Trip to the cinema with a Portland native who was in the bed next to me at the hostel in San Francisco 🙂
Whole day on the bus from Portland to Vancouver, arriving at about 9pm
Settling in, walking to downtown Vancouver, seeing the sun set from the Lookout above the city
24th November-19th December
CELTA tutor: course 3 The place: Vancouver, British Columbia The trainees: 18! 14 native speakers, 1 Russian speaker, 1 Iranian, 1 French, 1 Chinese; 8 women, 10 men; early 20s-late 50s The other tutor: a Brit who’s lived in Canada for the last couple of years The assessor: a Brit based in Vancouver How I got the job: via the CELTA mailing list and the connection between the schools in San Diego and Vancouver The accommodation: week 1: in a shared house with travellers from all over the world, all in Vancouver on working visas; weeks 2-4: at a building which used to be a hotel and has recently become little apartments The evenings: putting together input sessions (though not as many as before), cooking, marking assignments and more assignments The weekends: meeting family friends and a fellow blogger, Capilano Suspension Bridge, Victoria, Butchart Gardens, Whistler, Stanley Park Seawall, exploring Vancouver, the aquarium, two hockey matches (one of which was a teddy bear toss) The lows: self-induced tiredness and illness; problems with the first accommodation (although the people were lovely!); the fact that the assignments seemed to be breeding! The highs: more adventures; fantastic wildlife sightings (bald eagles, a sea otter, raccoon, herons); the natural beauty of BC
I wrote most of this sitting at Pacific Central Station waiting for the bus to Seattle. I’m now finishing it off at Manchester Airport where I’m waiting for the train which will take me on the last leg of my journey. I’ve spent 2.5 fun days in Seattle, relaxing and exploring the city, and I even got to see Mount Rainier.
It’s now 9:45am on Christmas Eve in the UK, and my body thinks it’s 1:45am, so I’m nicely jetlagged in time for Christmas with my family!
Who knows? I’m hoping to get a visa to go back to Sevastopol as soon as I can, but all that sits in the hands of bureaucracy, over which I have no control. It also depends on the situation between Russia and the West not getting any worse. The final factor is the opening times of the embassy, which is closed for both the UK and Russian public holidays. All that means I have no idea when I’ll be back in Sevastopol.

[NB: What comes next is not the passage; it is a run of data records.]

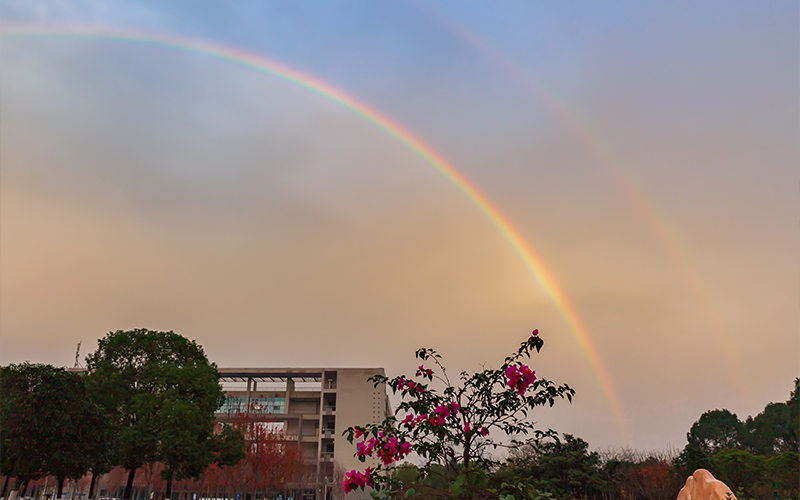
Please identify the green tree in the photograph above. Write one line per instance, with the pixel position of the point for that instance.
(770, 432)
(565, 468)
(783, 471)
(739, 469)
(49, 424)
(160, 393)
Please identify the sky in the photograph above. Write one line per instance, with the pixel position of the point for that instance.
(336, 184)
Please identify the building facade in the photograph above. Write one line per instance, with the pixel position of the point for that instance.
(311, 407)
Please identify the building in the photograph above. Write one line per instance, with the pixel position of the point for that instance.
(312, 407)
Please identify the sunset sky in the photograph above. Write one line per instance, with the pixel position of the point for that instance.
(308, 183)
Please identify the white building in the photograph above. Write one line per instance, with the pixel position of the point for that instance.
(312, 406)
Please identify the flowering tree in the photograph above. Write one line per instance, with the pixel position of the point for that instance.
(451, 429)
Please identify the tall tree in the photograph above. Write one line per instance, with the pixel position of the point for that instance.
(715, 430)
(49, 424)
(160, 392)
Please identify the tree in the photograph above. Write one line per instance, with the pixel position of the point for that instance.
(713, 431)
(563, 468)
(160, 393)
(770, 432)
(451, 430)
(739, 469)
(49, 424)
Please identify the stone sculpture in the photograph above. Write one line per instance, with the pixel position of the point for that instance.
(703, 486)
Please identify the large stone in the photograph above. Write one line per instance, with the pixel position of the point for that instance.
(703, 486)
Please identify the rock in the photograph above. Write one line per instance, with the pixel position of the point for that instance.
(703, 486)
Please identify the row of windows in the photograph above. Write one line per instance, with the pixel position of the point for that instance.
(258, 404)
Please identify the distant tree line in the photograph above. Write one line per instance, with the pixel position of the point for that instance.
(147, 401)
(147, 397)
(757, 458)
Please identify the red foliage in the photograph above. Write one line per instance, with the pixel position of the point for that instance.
(270, 464)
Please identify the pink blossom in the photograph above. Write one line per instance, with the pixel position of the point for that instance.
(520, 377)
(355, 479)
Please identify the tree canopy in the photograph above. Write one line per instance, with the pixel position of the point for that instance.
(160, 393)
(49, 425)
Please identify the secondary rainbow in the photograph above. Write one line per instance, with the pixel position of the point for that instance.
(657, 224)
(321, 88)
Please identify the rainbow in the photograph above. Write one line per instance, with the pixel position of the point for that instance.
(657, 224)
(274, 68)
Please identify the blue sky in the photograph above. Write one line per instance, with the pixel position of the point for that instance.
(152, 187)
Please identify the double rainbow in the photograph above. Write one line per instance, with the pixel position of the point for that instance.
(529, 256)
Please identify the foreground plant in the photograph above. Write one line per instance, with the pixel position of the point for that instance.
(450, 430)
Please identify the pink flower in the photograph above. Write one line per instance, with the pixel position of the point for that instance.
(520, 377)
(355, 479)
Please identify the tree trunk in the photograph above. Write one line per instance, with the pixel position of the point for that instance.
(91, 486)
(129, 485)
(60, 480)
(5, 486)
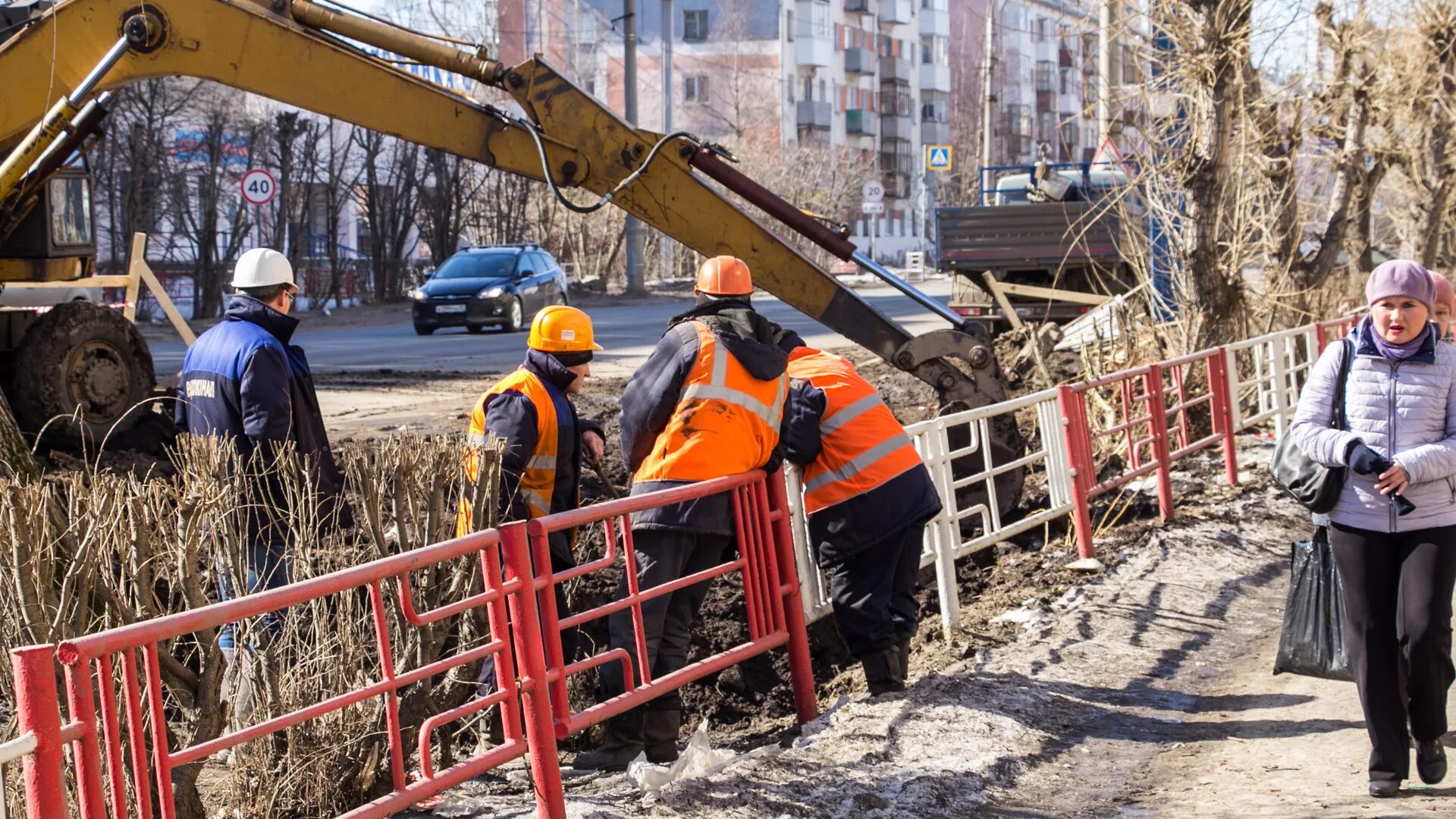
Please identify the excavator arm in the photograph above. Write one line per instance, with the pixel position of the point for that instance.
(305, 55)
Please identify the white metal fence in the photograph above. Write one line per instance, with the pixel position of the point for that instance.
(1276, 366)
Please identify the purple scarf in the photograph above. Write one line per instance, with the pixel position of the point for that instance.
(1397, 352)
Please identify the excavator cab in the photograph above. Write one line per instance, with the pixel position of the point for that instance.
(67, 359)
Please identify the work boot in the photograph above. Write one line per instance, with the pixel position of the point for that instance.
(883, 670)
(1430, 761)
(622, 745)
(660, 732)
(1385, 789)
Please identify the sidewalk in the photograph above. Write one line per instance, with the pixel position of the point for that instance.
(1147, 692)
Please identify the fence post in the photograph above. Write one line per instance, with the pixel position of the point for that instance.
(39, 714)
(948, 531)
(1222, 413)
(801, 670)
(80, 703)
(1280, 375)
(1158, 420)
(1079, 452)
(541, 732)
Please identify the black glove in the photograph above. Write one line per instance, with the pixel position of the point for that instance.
(1366, 461)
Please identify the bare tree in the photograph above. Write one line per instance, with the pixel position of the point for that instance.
(202, 193)
(391, 197)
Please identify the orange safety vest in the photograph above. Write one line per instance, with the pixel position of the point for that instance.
(539, 479)
(726, 422)
(861, 444)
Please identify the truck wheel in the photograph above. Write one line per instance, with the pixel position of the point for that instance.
(83, 362)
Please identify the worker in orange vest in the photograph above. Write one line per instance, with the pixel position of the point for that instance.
(868, 497)
(545, 442)
(707, 403)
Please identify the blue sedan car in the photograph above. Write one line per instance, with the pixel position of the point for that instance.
(491, 286)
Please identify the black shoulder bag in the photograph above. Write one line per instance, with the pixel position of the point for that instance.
(1312, 484)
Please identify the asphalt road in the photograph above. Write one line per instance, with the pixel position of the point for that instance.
(626, 331)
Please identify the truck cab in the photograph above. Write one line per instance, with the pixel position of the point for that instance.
(1056, 238)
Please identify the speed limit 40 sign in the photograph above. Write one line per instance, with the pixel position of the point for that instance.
(258, 187)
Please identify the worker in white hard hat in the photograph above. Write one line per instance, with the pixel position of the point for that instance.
(243, 381)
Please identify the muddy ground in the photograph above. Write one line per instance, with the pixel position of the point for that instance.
(1144, 691)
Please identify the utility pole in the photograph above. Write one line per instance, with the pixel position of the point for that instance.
(1104, 72)
(667, 248)
(987, 96)
(634, 234)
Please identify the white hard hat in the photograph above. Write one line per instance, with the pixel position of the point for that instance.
(262, 267)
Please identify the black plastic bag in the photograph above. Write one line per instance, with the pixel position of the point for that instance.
(1313, 639)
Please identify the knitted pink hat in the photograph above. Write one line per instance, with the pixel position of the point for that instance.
(1445, 293)
(1401, 278)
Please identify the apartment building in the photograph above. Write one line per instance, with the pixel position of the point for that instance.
(871, 76)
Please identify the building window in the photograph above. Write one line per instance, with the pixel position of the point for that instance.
(1046, 74)
(695, 25)
(819, 19)
(1046, 127)
(935, 50)
(695, 88)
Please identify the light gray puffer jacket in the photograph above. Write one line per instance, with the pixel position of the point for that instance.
(1410, 404)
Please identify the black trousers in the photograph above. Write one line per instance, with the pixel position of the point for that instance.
(1398, 615)
(873, 592)
(561, 560)
(667, 621)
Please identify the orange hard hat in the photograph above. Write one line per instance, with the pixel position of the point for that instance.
(724, 276)
(560, 328)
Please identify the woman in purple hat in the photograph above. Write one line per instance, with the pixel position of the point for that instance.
(1394, 531)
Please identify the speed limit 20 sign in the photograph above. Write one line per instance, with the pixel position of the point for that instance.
(258, 187)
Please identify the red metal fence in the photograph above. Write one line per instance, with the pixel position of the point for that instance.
(104, 764)
(1145, 419)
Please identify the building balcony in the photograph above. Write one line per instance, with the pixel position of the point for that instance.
(810, 50)
(935, 133)
(897, 186)
(894, 12)
(859, 61)
(813, 114)
(935, 76)
(894, 69)
(935, 22)
(896, 127)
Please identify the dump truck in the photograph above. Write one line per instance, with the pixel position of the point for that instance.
(63, 58)
(1047, 242)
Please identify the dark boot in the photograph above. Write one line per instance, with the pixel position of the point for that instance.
(660, 732)
(883, 670)
(1385, 789)
(1430, 761)
(622, 745)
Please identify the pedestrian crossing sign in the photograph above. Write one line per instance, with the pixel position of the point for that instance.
(938, 158)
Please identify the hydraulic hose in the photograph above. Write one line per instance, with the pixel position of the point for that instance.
(606, 199)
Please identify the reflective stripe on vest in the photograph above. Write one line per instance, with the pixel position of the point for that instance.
(726, 420)
(861, 442)
(539, 477)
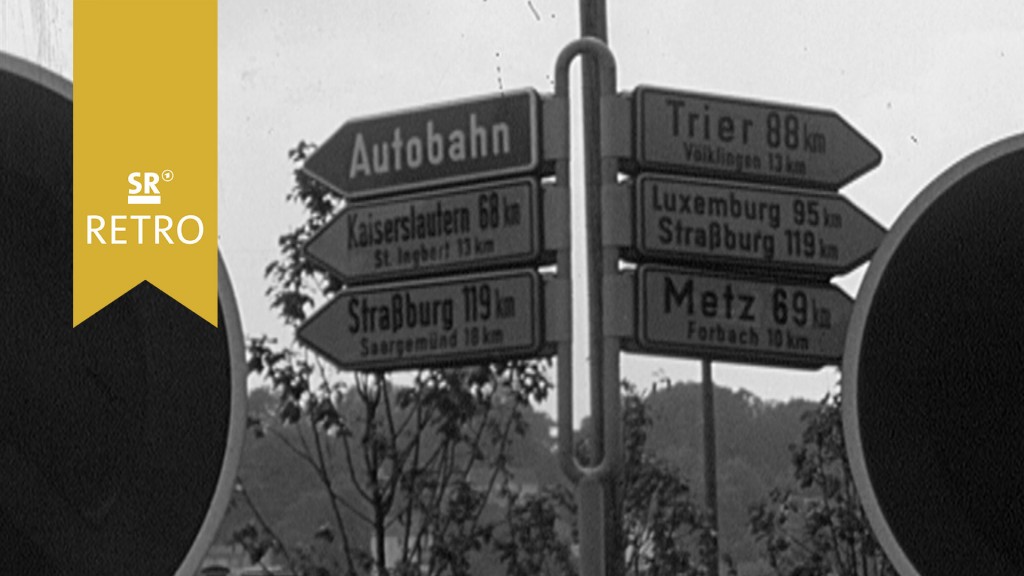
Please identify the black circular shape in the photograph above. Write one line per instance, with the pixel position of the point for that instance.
(119, 439)
(935, 369)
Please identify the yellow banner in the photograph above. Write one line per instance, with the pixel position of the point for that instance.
(145, 152)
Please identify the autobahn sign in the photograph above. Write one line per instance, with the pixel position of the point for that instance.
(475, 139)
(453, 230)
(702, 314)
(743, 139)
(450, 321)
(780, 230)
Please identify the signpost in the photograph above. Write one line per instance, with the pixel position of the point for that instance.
(451, 321)
(404, 223)
(718, 316)
(743, 139)
(472, 228)
(812, 233)
(456, 142)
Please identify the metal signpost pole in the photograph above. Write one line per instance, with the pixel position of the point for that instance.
(596, 556)
(594, 24)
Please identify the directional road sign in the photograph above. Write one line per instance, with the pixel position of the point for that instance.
(459, 320)
(689, 220)
(717, 316)
(472, 228)
(700, 134)
(455, 142)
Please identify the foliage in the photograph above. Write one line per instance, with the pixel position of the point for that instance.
(426, 464)
(819, 528)
(666, 533)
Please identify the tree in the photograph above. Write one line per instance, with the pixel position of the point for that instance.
(820, 528)
(425, 465)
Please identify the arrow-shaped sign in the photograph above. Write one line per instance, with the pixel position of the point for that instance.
(804, 232)
(733, 138)
(706, 315)
(452, 321)
(456, 230)
(454, 142)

My only other firm plan in the near future is the IH Director of Studies conference in early January, by which time I hope to at least have applied for my visa!
So that’s why I haven’t really blogged since the end of July 🙂 I hope you’ve enjoyed the adventure and the photos!
Merry Christmas everyone, and I hope you have a successful and happy 2015!
I haven’t had time to write on my blog in the past few months, but I did manage to do a couple of very short pieces for others while I was on one of my recent long bus journeys.
One of these was for the British Council Teaching English website as part of their monthly blogging challenges. I wrote on the theme of professional development, with the title ‘Developing Myself and Others‘. Click on the link to read the post.
I’m currently assistant course tutor on a CELTA in Vancouver which runs until the 19th December. I’ll then have a few days in Seattle, then head back to the UK for Christmas, where I’m hoping to apply for my Russian visa and get back to Sevastopol, at which point I might have time to blog again!